Tout le monde se jouait de lui, même l’Espagne, ce qu’établit Montgon (qu’on ne lit pas assez).
M. d’Haussonville a fourni la preuve de ses deux trahisons, de ses faiblesses pour l’Autriche, à qui il dénonçait nos ministres et nos généraux, à qui il immola l’armée infortunée, gelée dans le retour de Prague.
Noailles que j’ai ailleurs admiré, défendu, ici me tromperait par son adresse à embrouiller les choses, sans d’Argenson qui donne naïvement le dessous des cartes, l’asservissement de Noailles aux dévots, à Mesdames et à l’intérêt de famille (1746).
Voltaire me sert fort par ses lettres, peu par son Louis XV, sa triste Histoire du Parlement. Il est dans ces ouvrages injuste et léger, très flatteur, spécialement pour Richelieu.
L’homme de Richelieu, Soulavie, est trop décrié. Bavard et mauvais écrivain, ne sachant pas trop bien les affaires générales, il sait très bien Versailles. Il avait sous la main et Richelieu vivant, et les papiers de Richelieu, les papiers Maurepas, le Journal de M. de Luynes. Avec tant de secours, il pouvait marcher droit. Pour la cour, il est bon le plus souvent, et on le trouve exact en ce qu’on peut vérifier.
Duclos, fort inutile pour les temps antérieurs, est tout à coup en 1756 très important, très grave. Dans sa position singulière, à part des philosophes, familier chez la Pompadour, et surtout ami de Bernis, il a vu de très près à ce moment. Il y donne deux faits capitaux : 1o La Pompadour a seulement influé jusqu’en 1756 ; mais alors elle règne (par la grâce de Marie-Thérèse) ; 2o l’ordre de Rosbach partit de Vienne, de notre ambassadeur Choiseul, le valet de l’Autriche.
La Hausset est fort curieuse, mais elle fait un roi bonasse, et une douceâtre Pompadour. Elle ignore que sa maîtresse a rempli les prisons d’État. Elle ignore (chose plus étonnante) que par trois fois (1747, 1752, 1755) la Pompadour fut très près de tomber. Elle sait des choses importantes : le petit Parc-aux-Cerfs intérieur près de la chapelle, l’inceste simulé par les seigneurs pour plaire au roi, sa vive jalousie à l’égard de ses fille, sa haine pour Bernis, quand il le sut amant de sa fille l’Infante, etc., etc.
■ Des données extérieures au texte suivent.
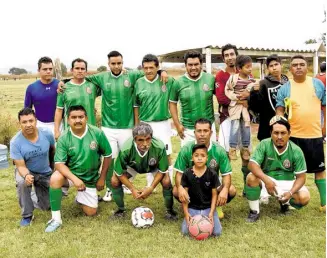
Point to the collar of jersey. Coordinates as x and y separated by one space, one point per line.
186 75
142 156
79 137
116 76
153 80
78 84
210 145
280 154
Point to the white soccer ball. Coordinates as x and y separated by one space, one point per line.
142 217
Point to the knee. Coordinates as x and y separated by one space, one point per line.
115 182
56 180
252 180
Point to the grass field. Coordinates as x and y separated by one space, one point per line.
301 234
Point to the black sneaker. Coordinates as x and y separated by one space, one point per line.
171 215
284 209
118 214
253 216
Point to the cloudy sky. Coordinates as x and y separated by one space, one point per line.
90 29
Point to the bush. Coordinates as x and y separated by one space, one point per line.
8 128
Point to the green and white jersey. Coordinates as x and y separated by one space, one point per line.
155 159
79 94
117 97
195 97
217 159
82 155
281 166
152 99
Elle réduit ce qu’on avait dit sur la haute faveur de Quesnay et de son école auprès du roi. Il avait plu sans doute par la doctrine économiste qui fait le roi co-propriétaire en tout bien du royaume. Mais il resta toujours isolé, à distance. Même en voiture, et l’emmenant comme médecin, la Pompadour ne daignait lui parler.
L’excellent Journal de Marais, qui nous a révélé la honteuse enfance du roi, le fangeux Versailles de ce temps, malheureusement nous quitte de bonne heure. Et il s’en faut que Barbier le remplace. Très prolixe pour le Parlement et riche pour l’histoire de Paris, Barbier ignore profondément la Cour, le lieu étroit où tout se décidait. En 1738, à peine, il commence à savoir les faits de 1732 (l’avènement de la Mailly). Il ne sait pas un mot du règne de Mme de Vintimille, un des grands moments de l’histoire.
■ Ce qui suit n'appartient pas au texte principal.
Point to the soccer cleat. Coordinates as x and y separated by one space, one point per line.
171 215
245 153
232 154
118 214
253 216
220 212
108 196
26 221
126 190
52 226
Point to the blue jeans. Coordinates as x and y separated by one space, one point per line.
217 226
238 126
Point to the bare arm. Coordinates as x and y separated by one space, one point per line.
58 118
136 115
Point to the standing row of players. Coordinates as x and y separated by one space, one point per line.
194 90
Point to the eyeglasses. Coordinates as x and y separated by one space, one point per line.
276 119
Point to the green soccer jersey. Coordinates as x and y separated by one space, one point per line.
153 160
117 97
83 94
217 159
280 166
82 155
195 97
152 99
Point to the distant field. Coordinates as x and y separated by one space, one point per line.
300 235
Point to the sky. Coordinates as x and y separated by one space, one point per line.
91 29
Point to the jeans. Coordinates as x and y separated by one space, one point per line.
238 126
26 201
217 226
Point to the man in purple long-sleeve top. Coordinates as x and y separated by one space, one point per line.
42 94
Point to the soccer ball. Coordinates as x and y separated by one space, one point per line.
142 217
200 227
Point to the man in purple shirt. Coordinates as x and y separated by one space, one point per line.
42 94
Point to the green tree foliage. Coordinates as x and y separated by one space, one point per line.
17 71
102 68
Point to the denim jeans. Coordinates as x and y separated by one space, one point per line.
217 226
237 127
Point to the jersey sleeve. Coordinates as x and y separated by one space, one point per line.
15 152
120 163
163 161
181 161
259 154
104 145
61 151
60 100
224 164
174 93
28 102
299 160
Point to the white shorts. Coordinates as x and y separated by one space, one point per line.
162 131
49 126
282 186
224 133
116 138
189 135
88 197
Même son Parlement, il le sait assez mal. Il n’en marque pas bien la dualité intérieure (jansénistes et Politiques), les tendances opposées qui ôtaient toute force à ce corps, guerroyant à la fois contre la Bulle et l’Encyclopédie. Utile cependant, très utile, ce Journal ne me quitte pas ; il me donne (en regard de De Luynes et de d’Argenson) la chronologie de Paris.
Le témoin capital du siècle est certainement d’Argenson. Il n’est pas sans talent (voir le sinistre bal de décembre 1751), et il a un grand cœur, un violent amour du peuple et de la France. Je comprends qu’aujourd’hui tous les petits esprits tombent sur lui, relèvent soigneusement ses contradictions.
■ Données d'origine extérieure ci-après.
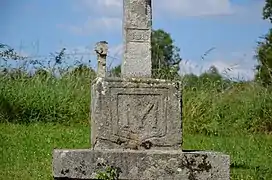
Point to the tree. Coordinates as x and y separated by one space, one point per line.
267 10
165 56
264 51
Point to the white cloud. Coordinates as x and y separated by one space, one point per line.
107 14
193 7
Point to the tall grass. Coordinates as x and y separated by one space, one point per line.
209 107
Oui, oui, c’était un simple. Cela n’empêche pas qu’il ne fût un voyant, ne devinât cent choses qui depuis se sont faites. On dirait qu’il est membre de l’Assemblée Constituante. Il voit toute la France nouvelle, l’Italie libre, la naissance des États-Unis.
Sans accuser, il est terrible. Il ressort partout de son livre que Versailles ne cesse pas un seul jour de trahir la France.
Du reste innocemment, en grande sécurité de conscience. Quand Louis XV reçut l’égratignure de Damiens, il dit : « Eh ! pourquoi me tuer ? Je ne fais de mal à personne. »
Il aurait pu être encore pire, avec l’éducation qu’il eut, avec les petits corrupteurs auxquels l’abandonna Fleury. Il aurait pu être un Néron. Au fond, ce fut un gentilhomme, timide, hautain et sec, dissolu, aimant la famille, mais du plus bas amour, amour de chat ; très hostile à son fils, beaucoup trop tendre pour ses filles. Si on qualifie cet amour moins sévèrement que les contemporains, il restera toujours incontestable que Mesdames eurent sur lui une énorme influence. L’une sauva les biens du Clergé ; il n’y eut de ruiné que la France. L’autre fut la cause directe des guerres principales de ce règne.
Croyant solidement que le royaume était un simple patrimoine, ni le roi ni ses filles n’eurent le moindre scrupule. Pour l’une, on tue deux cent mille hommes, pour lui donner le Milanais (174l-1748). On ne réussit pas. Alors, pour elle encore, pour lui donner les Pays-Bas, commence la grande Guerre de Sept-Ans, qui coûte un million d’hommes (si l’on compte tous ceux qui moururent de misère).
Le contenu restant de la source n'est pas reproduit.